52nd Grey Cup
| BC Lions | Hamilton Tiger-Cats |
| (11–2–3) | (10–3–1) |
| 34 | 24 |
| Head coach: Dave Skrien | Head coach: Ralph Sazio |
|  | 1 | 2 | 3 | 4 | Total |
| BC Lions | 7 | 13 | 14 | 0 | 34 |
| Hamilton Tiger-Cats | 0 | 1 | 7 | 16 | 24 |
- Date: November 28, 1964
- Stadium: CNE Stadium
- Location: Toronto
- Attendance: 32,655

Broadcasters
- Network: CBC, CTV, SRC
- Announcers: Dan Kelly and Bud Grant

= 52nd Grey Cup =

1964 Canadian Football championship game

The 52nd Grey Cup was hosted at CNE Stadium in Toronto, Ontario on November 28, 1964. The BC Lions defeated the Hamilton Tiger-Cats 34–24, the first Grey Cup victory for BC.

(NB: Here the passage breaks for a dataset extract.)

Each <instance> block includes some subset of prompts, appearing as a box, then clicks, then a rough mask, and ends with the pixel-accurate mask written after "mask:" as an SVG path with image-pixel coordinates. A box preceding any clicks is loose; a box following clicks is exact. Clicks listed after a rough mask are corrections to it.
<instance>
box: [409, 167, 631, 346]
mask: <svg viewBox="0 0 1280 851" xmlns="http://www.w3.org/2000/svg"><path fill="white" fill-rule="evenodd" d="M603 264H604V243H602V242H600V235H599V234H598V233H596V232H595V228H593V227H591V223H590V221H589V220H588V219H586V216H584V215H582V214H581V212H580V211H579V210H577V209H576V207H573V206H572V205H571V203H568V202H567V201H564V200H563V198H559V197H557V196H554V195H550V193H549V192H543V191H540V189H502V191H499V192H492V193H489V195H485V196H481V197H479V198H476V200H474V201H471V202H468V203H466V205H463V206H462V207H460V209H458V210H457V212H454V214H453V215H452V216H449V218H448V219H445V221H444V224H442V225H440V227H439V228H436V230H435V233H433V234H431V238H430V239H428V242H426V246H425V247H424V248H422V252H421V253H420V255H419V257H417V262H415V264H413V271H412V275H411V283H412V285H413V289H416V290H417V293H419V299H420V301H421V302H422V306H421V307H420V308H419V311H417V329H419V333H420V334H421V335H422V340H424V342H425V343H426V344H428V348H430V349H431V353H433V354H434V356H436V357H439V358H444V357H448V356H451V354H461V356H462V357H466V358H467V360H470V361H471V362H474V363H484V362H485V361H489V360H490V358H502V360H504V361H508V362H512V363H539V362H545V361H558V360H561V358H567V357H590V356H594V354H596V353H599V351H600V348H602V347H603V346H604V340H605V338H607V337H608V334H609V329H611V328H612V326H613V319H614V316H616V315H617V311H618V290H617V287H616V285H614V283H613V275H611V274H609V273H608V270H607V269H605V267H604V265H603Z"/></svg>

==Bill Munsey on offence and defence==
BC player Bill Munsey scored two touchdowns in the third quarter, one on offence and another on defence. Having replaced injured running back Bob Swift, he took a handoff from quarterback Joe Kapp, and broke over right guard for an 18-yard touchdown. Later in the quarter, at the BC 35-yard line, Hamilton quarterback Bernie Faloney lateraled to halfback Johnny Counts, who dropped the ball. In the ensuing scramble for the fumbled ball, Munsey picked it up and ran 71 yards for another touchdown. Bob Swift, Willie Fleming and Jim Carphin also scored TDs for the Lions, the latter on a pass from Pete Ohler on a botched field goal attempt.